There is now general agreement that osteoarthritis (OA) involves all structures in the affected joint, culminating in the degradation of the articular cartilage. It is appropriate to focus particularly on the subchondral bone because characteristic changes occur in this tissue with disease progression, either in parallel, or contributing to, the loss of cartilage volume and quality. Changes in both the articular cartilage and the subchondral bone are mediated by the cells in these two compartments, chondrocytes and cells of the osteoblast lineage, respectively, whose primary roles are to maintain the integrity and function of these tissues. In addition, altered rates of bone remodeling across the disease process are due to increased or decreased osteoclastic bone resorption. In the altered mechanical and biochemical environment of a progressively diseased joint, the cells function differently and show a different profile of gene expression, suggesting direct effects of these external influences. There is also ex vivo and in vitro evidence of chemical crosstalk between the cells in cartilage and subchondral bone, suggesting an interdependence of events in the two compartments and therefore indirect effects of, for example, altered loading of the joint. It is ultimately these cellular changes that explain the altered morphology of the cartilage and subchondral bone. With respect to crosstalk between the cells in cartilage and bone, there is evidence that small molecules can transit between these tissues. For larger molecules, such as inflammatory mediators, this is an intriguing possibility but remains to be demonstrated. The cellular changes during the progression of OA almost certainly need to be considered in a temporal and spatial manner, since it is important when and where observations are made in either human disease or animal models of OA. Until recently, comparisons have been made with the assumption, for example, that the subchondral bone is behaviorally uniform, but this is not the case in OA, where regional differences of the bone are evident using magnetic resonance imaging (MRI). Nevertheless, an appreciation of the altered cell function during the progression of OA will identify new disease modifying targets. If, indeed, the cartilage and subchondral bone behave as an interconnected functional unit, normalization of cell behavior in one compartment may have benefits in both tissues.

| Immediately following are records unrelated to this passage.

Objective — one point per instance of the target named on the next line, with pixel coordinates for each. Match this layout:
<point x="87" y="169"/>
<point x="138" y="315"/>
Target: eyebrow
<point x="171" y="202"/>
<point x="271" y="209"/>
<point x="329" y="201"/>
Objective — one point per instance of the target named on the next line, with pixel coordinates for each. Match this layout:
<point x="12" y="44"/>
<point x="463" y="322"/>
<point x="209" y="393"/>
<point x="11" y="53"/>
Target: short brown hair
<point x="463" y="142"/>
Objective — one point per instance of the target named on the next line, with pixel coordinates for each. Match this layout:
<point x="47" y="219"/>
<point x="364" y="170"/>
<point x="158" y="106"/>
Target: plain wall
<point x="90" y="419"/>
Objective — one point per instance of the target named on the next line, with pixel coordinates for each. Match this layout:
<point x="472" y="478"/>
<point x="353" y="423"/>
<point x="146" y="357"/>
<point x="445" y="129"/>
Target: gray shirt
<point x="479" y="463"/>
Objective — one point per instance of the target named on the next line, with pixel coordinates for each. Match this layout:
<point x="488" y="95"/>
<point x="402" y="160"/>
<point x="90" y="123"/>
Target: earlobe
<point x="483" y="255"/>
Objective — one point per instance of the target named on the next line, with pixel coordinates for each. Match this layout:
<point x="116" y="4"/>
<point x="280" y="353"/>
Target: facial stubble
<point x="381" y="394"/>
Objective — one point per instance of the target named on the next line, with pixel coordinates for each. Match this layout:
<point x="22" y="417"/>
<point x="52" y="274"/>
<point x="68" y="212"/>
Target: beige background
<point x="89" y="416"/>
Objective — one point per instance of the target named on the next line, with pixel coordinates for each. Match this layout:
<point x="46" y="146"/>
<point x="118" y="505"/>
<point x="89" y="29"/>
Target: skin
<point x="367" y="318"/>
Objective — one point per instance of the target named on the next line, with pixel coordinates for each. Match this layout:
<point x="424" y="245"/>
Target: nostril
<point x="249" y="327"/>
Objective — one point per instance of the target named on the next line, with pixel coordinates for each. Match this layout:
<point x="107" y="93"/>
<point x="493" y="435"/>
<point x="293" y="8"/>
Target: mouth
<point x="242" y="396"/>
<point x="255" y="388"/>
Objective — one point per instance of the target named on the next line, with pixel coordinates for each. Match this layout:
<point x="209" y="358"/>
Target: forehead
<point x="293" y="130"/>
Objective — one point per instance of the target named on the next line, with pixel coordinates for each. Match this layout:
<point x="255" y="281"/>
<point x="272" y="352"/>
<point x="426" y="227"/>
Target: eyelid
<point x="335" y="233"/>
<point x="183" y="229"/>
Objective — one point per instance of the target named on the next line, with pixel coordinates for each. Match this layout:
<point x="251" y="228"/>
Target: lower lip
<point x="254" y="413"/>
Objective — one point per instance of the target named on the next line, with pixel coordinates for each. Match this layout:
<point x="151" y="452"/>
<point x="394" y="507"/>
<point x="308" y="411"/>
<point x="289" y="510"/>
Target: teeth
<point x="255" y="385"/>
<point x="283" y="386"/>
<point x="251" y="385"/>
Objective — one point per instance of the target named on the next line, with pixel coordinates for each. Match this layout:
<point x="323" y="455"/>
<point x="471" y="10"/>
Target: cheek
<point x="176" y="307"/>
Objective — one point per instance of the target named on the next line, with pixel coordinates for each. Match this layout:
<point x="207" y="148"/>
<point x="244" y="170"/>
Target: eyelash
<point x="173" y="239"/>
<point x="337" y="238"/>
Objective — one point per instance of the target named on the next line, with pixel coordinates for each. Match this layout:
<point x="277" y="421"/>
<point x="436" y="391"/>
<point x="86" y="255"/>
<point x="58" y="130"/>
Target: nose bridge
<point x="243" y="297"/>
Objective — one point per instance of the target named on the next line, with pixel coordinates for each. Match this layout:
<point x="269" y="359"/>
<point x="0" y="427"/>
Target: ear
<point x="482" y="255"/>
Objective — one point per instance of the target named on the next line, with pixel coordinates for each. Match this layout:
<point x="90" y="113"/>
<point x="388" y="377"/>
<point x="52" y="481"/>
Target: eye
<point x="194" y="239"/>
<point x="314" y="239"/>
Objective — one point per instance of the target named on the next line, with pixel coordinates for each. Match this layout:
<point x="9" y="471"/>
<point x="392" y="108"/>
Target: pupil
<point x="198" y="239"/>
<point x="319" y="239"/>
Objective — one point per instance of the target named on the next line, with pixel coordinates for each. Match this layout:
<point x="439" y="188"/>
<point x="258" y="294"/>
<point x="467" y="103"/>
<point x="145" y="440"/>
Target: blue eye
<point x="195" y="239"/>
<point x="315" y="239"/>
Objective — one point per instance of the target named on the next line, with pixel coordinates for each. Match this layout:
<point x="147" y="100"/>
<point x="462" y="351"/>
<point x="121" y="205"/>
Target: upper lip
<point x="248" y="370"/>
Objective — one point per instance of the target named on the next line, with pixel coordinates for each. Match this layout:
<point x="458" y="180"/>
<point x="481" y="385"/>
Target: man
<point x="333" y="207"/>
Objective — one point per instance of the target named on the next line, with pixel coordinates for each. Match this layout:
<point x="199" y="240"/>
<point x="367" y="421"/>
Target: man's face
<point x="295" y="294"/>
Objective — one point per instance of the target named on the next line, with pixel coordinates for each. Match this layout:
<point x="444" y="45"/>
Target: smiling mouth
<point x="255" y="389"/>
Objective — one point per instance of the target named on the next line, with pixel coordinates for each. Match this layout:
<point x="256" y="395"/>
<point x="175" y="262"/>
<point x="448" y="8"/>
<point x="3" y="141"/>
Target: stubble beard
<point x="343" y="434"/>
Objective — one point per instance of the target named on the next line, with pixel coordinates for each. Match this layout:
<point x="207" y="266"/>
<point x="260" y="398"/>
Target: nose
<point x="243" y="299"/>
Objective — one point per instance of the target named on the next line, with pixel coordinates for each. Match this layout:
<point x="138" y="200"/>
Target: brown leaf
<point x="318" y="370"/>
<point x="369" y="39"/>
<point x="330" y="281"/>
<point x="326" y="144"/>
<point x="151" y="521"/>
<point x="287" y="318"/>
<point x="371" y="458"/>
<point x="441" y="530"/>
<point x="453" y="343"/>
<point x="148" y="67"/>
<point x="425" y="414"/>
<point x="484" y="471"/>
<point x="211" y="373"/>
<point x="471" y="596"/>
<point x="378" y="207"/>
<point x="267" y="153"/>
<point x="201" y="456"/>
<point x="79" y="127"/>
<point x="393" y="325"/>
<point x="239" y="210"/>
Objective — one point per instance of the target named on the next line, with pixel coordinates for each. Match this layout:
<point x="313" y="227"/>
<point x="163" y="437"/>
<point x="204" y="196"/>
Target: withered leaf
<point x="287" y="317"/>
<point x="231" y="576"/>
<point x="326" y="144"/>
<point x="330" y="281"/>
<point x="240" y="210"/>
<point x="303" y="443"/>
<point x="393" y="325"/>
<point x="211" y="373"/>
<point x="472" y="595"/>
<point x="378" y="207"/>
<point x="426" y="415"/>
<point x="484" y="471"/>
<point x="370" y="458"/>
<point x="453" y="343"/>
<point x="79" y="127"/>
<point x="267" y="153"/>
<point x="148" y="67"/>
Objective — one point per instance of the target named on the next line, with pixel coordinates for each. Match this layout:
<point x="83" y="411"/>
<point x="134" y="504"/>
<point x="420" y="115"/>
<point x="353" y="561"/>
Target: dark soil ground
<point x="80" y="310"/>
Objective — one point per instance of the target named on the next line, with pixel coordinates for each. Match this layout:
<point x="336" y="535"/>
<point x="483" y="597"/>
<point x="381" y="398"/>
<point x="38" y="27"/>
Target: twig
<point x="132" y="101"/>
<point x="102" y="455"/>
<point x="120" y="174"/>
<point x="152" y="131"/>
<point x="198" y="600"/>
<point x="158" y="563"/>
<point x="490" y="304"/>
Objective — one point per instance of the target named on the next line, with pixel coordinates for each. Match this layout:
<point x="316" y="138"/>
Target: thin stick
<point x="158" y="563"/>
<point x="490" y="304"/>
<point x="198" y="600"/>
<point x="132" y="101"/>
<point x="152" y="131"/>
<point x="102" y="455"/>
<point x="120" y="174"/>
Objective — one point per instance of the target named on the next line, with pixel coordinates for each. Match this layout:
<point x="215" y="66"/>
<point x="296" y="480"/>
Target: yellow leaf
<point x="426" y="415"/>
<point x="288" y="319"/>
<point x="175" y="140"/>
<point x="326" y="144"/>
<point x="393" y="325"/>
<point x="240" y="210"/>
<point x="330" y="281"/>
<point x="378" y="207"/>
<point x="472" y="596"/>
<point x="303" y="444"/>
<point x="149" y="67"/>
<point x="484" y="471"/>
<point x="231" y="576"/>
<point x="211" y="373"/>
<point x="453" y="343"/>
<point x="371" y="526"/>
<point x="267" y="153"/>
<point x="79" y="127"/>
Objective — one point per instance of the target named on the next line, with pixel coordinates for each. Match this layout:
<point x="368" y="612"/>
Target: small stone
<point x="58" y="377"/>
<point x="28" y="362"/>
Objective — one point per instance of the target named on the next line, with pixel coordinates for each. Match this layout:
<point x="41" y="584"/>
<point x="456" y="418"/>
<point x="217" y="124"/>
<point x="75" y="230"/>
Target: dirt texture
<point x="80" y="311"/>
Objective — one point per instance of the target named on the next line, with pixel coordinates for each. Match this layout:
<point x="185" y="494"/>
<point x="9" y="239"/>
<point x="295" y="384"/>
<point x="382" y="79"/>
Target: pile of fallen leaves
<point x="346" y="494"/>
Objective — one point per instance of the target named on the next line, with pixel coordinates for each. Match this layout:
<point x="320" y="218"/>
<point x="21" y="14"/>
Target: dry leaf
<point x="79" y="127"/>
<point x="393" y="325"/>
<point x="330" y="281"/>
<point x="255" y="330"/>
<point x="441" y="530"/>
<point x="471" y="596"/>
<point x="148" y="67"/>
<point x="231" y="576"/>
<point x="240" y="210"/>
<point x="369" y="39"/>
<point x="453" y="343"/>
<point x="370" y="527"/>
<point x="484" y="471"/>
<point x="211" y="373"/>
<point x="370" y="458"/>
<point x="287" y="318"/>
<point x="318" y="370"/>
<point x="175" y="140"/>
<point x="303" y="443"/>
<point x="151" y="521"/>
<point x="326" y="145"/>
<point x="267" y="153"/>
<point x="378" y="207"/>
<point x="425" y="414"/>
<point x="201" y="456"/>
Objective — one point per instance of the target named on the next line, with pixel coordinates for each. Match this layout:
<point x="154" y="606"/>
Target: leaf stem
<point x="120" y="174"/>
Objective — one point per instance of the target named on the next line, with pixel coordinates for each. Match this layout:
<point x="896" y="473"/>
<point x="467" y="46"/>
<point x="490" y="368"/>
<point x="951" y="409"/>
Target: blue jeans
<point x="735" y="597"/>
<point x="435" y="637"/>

现在普遍认为骨关节炎(OA)涉及受影响关节的所有结构,最终导致关节软骨退化。特别关注软骨下骨是恰当的,因为随着疾病的进展,该组织会出现特征性变化,这些变化要么与软骨体积和质量的丧失平行,要么导致其丧失。关节软骨和软骨下骨的变化都是由这两个隔室中的细胞介导的,分别是软骨细胞和成骨细胞谱系的细胞,它们的主要作用是维持这些组织的完整性和功能。此外,在疾病过程中,由于破骨细胞骨吸收的增加或减少,骨重塑的速度发生改变。在一个逐渐患病的关节的改变的力学和生化环境中,细胞的功能不同,表现出不同的基因表达谱,这表明这些外部影响有直接作用。还有离体和体外证据表明软骨和软骨下骨细胞之间存在化学串扰,这表明两个隔室中的事件相互依赖,因此关节负荷改变等间接影响。正是这些细胞变化解释了软骨和软骨下骨形态的改变。关于软骨和骨细胞之间的串扰,有证据表明小分子可以在这些组织之间转移。对于较大的分子,如炎症介质,这是一个有趣的可能性,但仍有待证明。OA 进展过程中的细胞变化几乎肯定需要以时间和空间的方式来考虑,因为在观察人类疾病或 OA 动物模型时,何时何地观察到这些变化非常重要。直到最近,人们还一直假设软骨下骨的行为是均匀的,例如,进行比较,但在 OA 中并非如此,通过磁共振成像(MRI)可以明显看出骨的区域性差异。然而,对 OA 进展过程中细胞功能改变的认识将确定新的疾病修饰靶点。如果软骨和软骨下骨确实表现为相互关联的功能单元,那么一个隔室中细胞功能的正常化可能会对两个组织都有益。